Depeche Mode em Portugal

Cantar o pecado com arte

O esperado regresso dos Depeche Mode a Portugal aconteceu no dia 8, 4ª feira. Uma noite escrita com poemas negros mas iluminada pelo talento reafirmado de uma banda com 25 anos de vida.

Foram canções “de fé e devoção”. Foram silêncios violados. Foram vozes despertadas pela excitação de um momento gravado para a eternidade. Os anjos negros por excelência voltaram à Terra para relembrar como se faz a visceralidade de canções fixadas nos lábios e na memória de um público sem tempo marcado.

Por entre reflexos roxos, verdes, azuis e vermelhos, num espectáculo visual de contornos espaciais, os Depeche Mode fizeram do Pavilhão Atlântico a sua casa na noite de 8 de Fevereiro, e no palco vibrou todo o carisma que consagrou o seu trabalho ao longo de vários anos e lhes concedeu uma posição única no mundo da música.

Após as guitarradas pop-rock dos norte-americanos The Bravery, entrava assim em cena um Dave Gahan qual pantera passeando-se dentro da jaula, saudando o público mais com a sua postura desafiadora e contagiante que com palavras – aquelas que tanto os três ecrãs assimétricos como uma grande bola de aço suspensa no lado esquerdo do palco se encarregavam de ir transmitindo ao longo do espectáculo.
“A pain that I’m used to” iniciou a noite e antecipou uma exibição exaustiva do último álbum, “Playing the Angel”, esse mesmo pretexto da digressão do grupo. Entravam os arranhões eléctrónicos e a sonoridade agressiva característicos deste mais recente trabalho, e Gahan lembrava a atitude confiante do clip de “It’s no good”, vestido de negro (tal como os restantes elementos presentes, formados por Gore, Fletcher e mais alguns músicos) e com o diabo no corpo, do princípio ao fim.

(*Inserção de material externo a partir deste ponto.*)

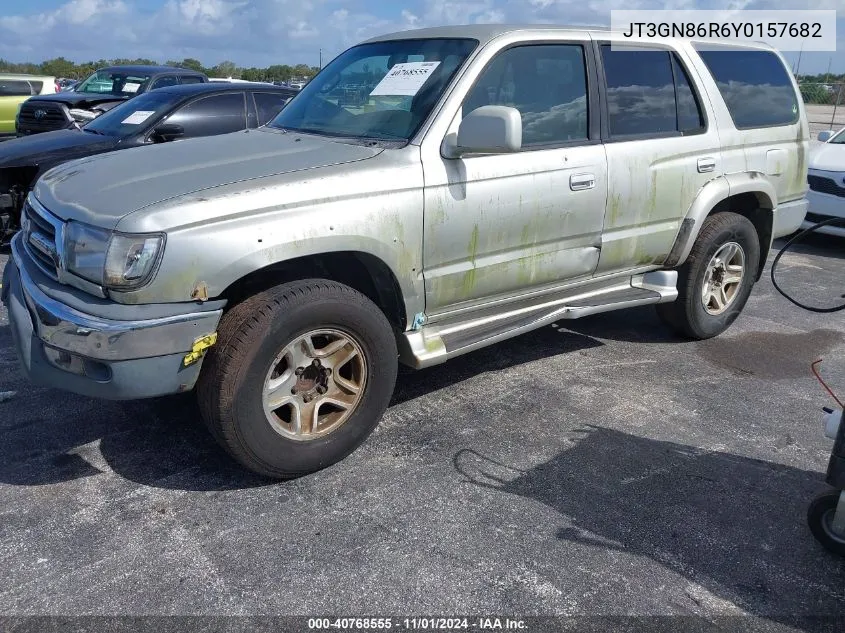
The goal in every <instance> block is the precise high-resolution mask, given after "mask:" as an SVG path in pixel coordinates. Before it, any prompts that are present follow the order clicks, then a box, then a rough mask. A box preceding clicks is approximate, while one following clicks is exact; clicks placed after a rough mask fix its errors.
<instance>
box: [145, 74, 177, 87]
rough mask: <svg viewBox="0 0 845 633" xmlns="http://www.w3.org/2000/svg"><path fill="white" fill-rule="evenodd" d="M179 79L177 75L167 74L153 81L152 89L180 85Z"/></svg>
mask: <svg viewBox="0 0 845 633" xmlns="http://www.w3.org/2000/svg"><path fill="white" fill-rule="evenodd" d="M178 85H179V79H177V77H176V75H165V76H164V77H159V78H158V79H156V80H155V81H154V82H153V85H152V86H151V87H150V90H155V89H156V88H167V87H168V86H178Z"/></svg>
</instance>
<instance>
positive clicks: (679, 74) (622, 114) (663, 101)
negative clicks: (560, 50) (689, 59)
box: [602, 45, 704, 137]
mask: <svg viewBox="0 0 845 633" xmlns="http://www.w3.org/2000/svg"><path fill="white" fill-rule="evenodd" d="M602 62H603V65H604V75H605V85H606V87H607V108H608V127H609V128H610V135H611V136H613V137H620V136H621V137H625V136H662V135H670V134H673V133H678V132H679V133H682V134H690V133H695V132H697V131H701V130H703V129H704V116H703V114H702V112H701V105H700V104H699V102H698V99H697V98H696V95H695V92H694V91H693V89H692V83H691V82H690V79H689V76H688V75H687V73H686V71H685V70H684V68H683V66H682V65H681V63H680V62H679V61H678V59H677V58H676V57H675V55H674V54H672V53H671V52H669V51H663V50H634V49H618V48H614V49H611V47H610V46H609V45H604V46H602Z"/></svg>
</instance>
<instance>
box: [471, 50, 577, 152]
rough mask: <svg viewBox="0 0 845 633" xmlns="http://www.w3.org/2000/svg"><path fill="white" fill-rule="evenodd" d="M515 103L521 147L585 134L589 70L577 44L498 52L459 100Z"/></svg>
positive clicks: (533, 145)
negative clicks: (522, 145) (522, 146)
mask: <svg viewBox="0 0 845 633" xmlns="http://www.w3.org/2000/svg"><path fill="white" fill-rule="evenodd" d="M485 105H502V106H509V107H512V108H516V109H517V110H519V113H520V114H521V115H522V145H523V147H532V146H533V147H538V146H543V145H553V144H559V143H568V142H572V141H579V140H586V139H587V137H588V134H587V130H588V127H587V120H588V117H587V72H586V64H585V62H584V49H583V48H582V47H581V46H579V45H577V44H552V45H536V46H517V47H514V48H510V49H508V50H506V51H504V52H502V53H501V54H500V55H499V56H498V57H496V58H495V59H494V60H493V61H492V62H490V65H489V66H488V67H487V68H486V69H485V70H484V72H483V73H482V74H481V77H479V79H478V82H477V83H476V84H475V86H474V87H473V89H472V91H471V92H470V94H469V95H467V98H466V100H465V101H464V106H463V115H464V116H466V115H467V114H469V113H470V112H472V111H473V110H475V109H476V108H480V107H481V106H485Z"/></svg>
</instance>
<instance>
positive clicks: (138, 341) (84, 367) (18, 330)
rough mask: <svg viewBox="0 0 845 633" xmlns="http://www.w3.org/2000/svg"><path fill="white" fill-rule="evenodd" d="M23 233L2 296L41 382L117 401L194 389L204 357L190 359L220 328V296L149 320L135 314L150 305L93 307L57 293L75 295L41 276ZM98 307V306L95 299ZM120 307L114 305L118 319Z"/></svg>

Os bons velhos tempos estavam de volta, juntando-se aos novos tempos dos veteranos da pop-melancólica-electrónica: a “John the revelator” sucedeu-se o hino “A question of time”, que colocou o público a aquecer a voz, enquanto “Precious”, o primeiro single do novo álbum, deixava no ar a atmosfera do poder do amor temperado com “lament” e “regret” – o mote para a maior parte das canções dos Depeche Mode, que apareceu aqui repetido mesmo quando se apagavam as luzes para o fim da canção sobre o sofrimento das almas frágeis.

Depois de um euforicamente cantado “Walking in my shoes”, vieram “Suffer well” (o segundo single de “Playing the Angel”), “Damaged people” e um portentosíssimo “Home”, que arrancou uma forte ovação dos presentes. Nestes dois, o camaleão Martin Gore, compositor por excelência do grupo, vestido de anjo com duas asas pretas a penderem-lhe das costas, mostrou a voz cuidada e até mais melodiosa que a de Dave Gahan, vocalista, apesar de se manter quase sempre na sombra deste nas restantes interpretações.

“I feel you” trouxe o momento mais carnal da noite e a voz saída das vísceras de Gahan. Depois, os êxtases absolutos com “World in my eyes”, “Personal Jesus” e, sobretudo, “Enjoy the silence”, que levantou os teimosos que ainda permaneciam sentados.

O show tinha acabado, mas urgia continuar: nem que fosse pela força com que o público chamava pelos três magníficos. Veio assim o primeiro encore, com a perfeição encarnada em Martin Gore a solo no revisitado ao piano “Shake the disease”, de 1985, e continuava o regresso às origens com o irrequieto “I just can’t get enough”, representativo da fase mais pop dos Depeche.

“Everything counts”, da mesma era, encerrava mais uma vez o espectáculo que o público já elogiara vezes sem conta – principalmente aqueles que nunca tinham visto o grupo ao vivo, e se surpreenderam com a qualidade sonora e visual que brindou quase duas horas de música. Ficavam os “anjos” escritos num pano de fundo negro (como não poderia deixar de ser), mas ressuscitados minutos depois com o segundo regresso ao palco. Aqui, a hora foi da amizade: “Never let me down again” começou, “Goodnight lovers” (extraído do quase esquecido “Exciter”) terminou em beleza. Gahan e Gore, “soul brothers”, vieram para a plataforma que os aproximava mais do público e, abraçados, disseram boa noite e adeus aos amantes eternos dos Depeche Mode. Até sempre, e até Julho no Estádio de Alvalade, que se esgotam os bilhetes mas não o vício de ouvir quem jamais se esquece.